На этот вопрос следовало бы ответить тем, кто не принимает "Путешествия в Стамбул". Я говорил, что Бродский ведет себя в нем скандальнее Чаадаева, так как вскрывает авторитарный потенциал, присущий христианству как таковому и даже монотеизму как таковому (правда, из этого не следует, что монотеизм и христианство обречены этот потенциал реализовать; все же исторически он реализовывался не столь уж редко). Кроме того, Бродский утверждает, что метафизический заряд человечества шире христианства, то есть, что христианство не есть единственная истина. На мой взгляд "Путешествие в Стамбул" — выдающееся философское эссе, и при том, что я со многим в нем не согласен (кстати, я был в Стамбуле и вынес оттуда совсем другие впечатления, чем Бродский).

Что Бродский извлек из своего пристрастия к Риму?

Здесь стоит вспомнить палиндромон "Рим — мир". Рим и тождественен миру, и в то же время обратен ему, как вечное среди временного, смерть среди жизни, камень среди трав. Именно об этом тождестве и зеркальности написаны римские стихи Бродского.

Адресатом и субъектом его стихов все чаще становится "Время в чистом виде" [У:122/III:17]. Чем вы объясняете его тенденцию мифологизировать время?

Я не убежден, что Бродский мифологизирует время: с равным успехом речь могла бы идти о демифологизации. Так или иначе, на времени в огромной степени построена вся его поэтическая теория и практика. Время, в частности, связано с болью, а "человек есть испытатель боли" [К:63/II:210]. Отсюда же значение биографического текста для корпуса его творчества (свойство, которое Бродский разделяет с романтиками и Цветаевой, но отнюдь не с большинством поэтов двадцатого века).

Говоря о Цветаевой, Бродский пишет: "Действительность для нее — всегда отправная точка, а не точка опоры или цель путешествия, и чем она конкретней, тем сильнее, дальше отталкивание" [L:240/IV:108]. О ком он здесь говорит, о Цветаевой или о себе?

Все же скорее о Цветаевой.

Оказавшись за тридевять земель от родины, и вы, и Бродский невольно смотрите на свое отечество со стороны, что в сильной степени обеспечивает элемент отстранения, столь необходимый, по мнению Бродского, в поэзии[389]. Можно ли проследить у вас с ним явные и скрытые схождения в приемах выражения этого отстранения?

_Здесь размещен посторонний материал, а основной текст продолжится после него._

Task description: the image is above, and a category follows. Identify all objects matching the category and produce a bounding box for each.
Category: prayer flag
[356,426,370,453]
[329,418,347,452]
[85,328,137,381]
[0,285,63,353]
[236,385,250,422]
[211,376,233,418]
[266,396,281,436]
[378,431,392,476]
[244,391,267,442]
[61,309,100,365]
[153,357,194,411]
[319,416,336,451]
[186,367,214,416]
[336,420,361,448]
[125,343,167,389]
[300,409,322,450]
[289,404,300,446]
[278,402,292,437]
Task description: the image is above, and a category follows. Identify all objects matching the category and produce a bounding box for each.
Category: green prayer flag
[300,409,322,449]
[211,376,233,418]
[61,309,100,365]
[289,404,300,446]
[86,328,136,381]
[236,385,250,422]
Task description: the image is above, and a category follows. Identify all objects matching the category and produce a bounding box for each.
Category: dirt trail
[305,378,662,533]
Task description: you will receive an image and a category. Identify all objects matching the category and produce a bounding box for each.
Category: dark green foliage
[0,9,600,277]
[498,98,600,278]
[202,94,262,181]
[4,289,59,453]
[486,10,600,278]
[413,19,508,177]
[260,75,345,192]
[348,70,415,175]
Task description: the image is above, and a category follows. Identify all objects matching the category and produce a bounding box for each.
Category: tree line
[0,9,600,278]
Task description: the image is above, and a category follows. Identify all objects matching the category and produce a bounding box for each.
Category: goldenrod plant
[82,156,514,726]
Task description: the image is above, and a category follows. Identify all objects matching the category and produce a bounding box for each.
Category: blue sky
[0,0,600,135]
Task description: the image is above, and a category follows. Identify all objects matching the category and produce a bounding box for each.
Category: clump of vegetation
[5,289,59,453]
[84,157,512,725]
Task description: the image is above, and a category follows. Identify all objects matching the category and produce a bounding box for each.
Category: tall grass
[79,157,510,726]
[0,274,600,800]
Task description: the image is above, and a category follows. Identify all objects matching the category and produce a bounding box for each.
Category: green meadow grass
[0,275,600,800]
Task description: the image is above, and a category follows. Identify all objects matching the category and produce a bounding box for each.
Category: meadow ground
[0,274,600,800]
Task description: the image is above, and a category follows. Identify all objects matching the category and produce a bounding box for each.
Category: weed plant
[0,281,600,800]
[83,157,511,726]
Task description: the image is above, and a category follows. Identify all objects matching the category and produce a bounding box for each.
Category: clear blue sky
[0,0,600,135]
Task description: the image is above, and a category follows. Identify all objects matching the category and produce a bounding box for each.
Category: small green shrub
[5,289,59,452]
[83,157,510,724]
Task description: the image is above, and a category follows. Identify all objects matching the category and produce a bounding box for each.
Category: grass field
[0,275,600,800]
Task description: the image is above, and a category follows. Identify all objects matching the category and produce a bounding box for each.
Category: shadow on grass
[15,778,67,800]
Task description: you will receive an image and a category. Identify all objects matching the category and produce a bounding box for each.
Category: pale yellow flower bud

Не мне судить о собственных, к тому же немногочисленных эмигрантских стихах. Бродский же всегда смотрел на отечество со стороны, из пространства истории и поэзии ("Пускай Художник, паразит, / другой пейзаж изобразит" [Ч:10/II:300]). Эмиграция оказалась чем-то вроде реализации метафоры — того, что в поэзии давно состоялось.

Как вы переносите многолетний отрыв от литовского читателя?

Я всегда был оторван от литовского читателя: эмиграция меня, как ни странно, с ним сблизила и по сути дела ввела в литовскую литературу. У Бродского это по-другому.

Не могли бы вы назвать наиболее решающие факторы самоопределения поэтической персоны Бродского?

Укажу, в частности, на миф странника с его многочисленными библейскими и античными коннотациями: странник этот ("писатель, повидавший свет, / пересекавший на осле экватор" [0:90/II:66]) наблюдает мир, ничему в нем особенно не удивляясь.

Не кажется ли вам, что лирический герой Бродского страдает от излишней неприязни к нему автора, о чем свидетельствуют в стихах метафоры замещения, типа: "отщепенец, стервец, вне закона" [У:161/III:8], "усталый раб — из той породы, / что зрим все чаще" [У:95/III:27], а в прозе — прямые высказывания, например, в разговоре с вами Иосиф сказал, что он чувствует себя "монстром", "исчадием ада"?[390] Какая поэтическая стратегия скрывается за таким автопортретом?